Project information

  • Category: Python Skillset
  • Description: Final Project Course
  • Project date: June, 2021
  • Project URL: Github

Breast cancer classification of feature correlation analysis with K-Nearest Neighbour algorithm.

Breast cancer is a type of cancer that starts in the breast. It’s important to understand that most breast lumps are benign and malignant. It is generally believed that benign tumors are of regular shape, mostly round or oval shape, and the tumor contour itself is relatively smooth. But malignant tumor is on the contrary.

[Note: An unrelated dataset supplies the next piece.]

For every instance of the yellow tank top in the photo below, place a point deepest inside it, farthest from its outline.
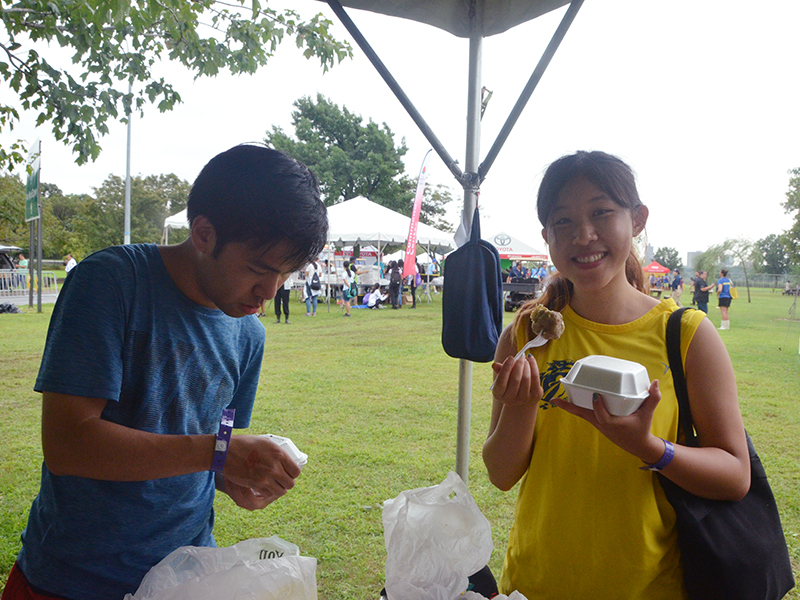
(590, 524)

Therefore, compactness, elliptical compactness, and radial distance spectrum are extracted to reflect the complexity of tumor contour.

Python Skillset:
  1. Data cleaning and preparation (Numpy, Pandas, Matplotlib, etc).
  2. Correlation analysis.
  3. Machine learning models.
Step:
  1. Data cleaning and preparation

  2. Tools: Python & Google Colaboratory
    Change feature [diagnosis] to boolean data (1=malignant, 0=benign).


    Balance dataset of malignant and benign data.


  3. Correlation analysis

  4. Tools: Python & Google Colaboratory
    Search correlation between feature [diagnosis] and other features.


    Training just use 20 features that have high correlation with [diagnosis].

  5. Machine learning models

  6. Tools: Python & Google Colaboratory
    Split dataset into training, validation, and testing data.
    Build machine learning with KNN method using range of k from 1 to 10.
    Search and choose k value with the best accuracy.

    using the K-Nearest Neighbor method, with k=1, the accuracy obtained for making this prediction is close to 0.912 or 91.2%.



NB: The images above are just a few sample plots.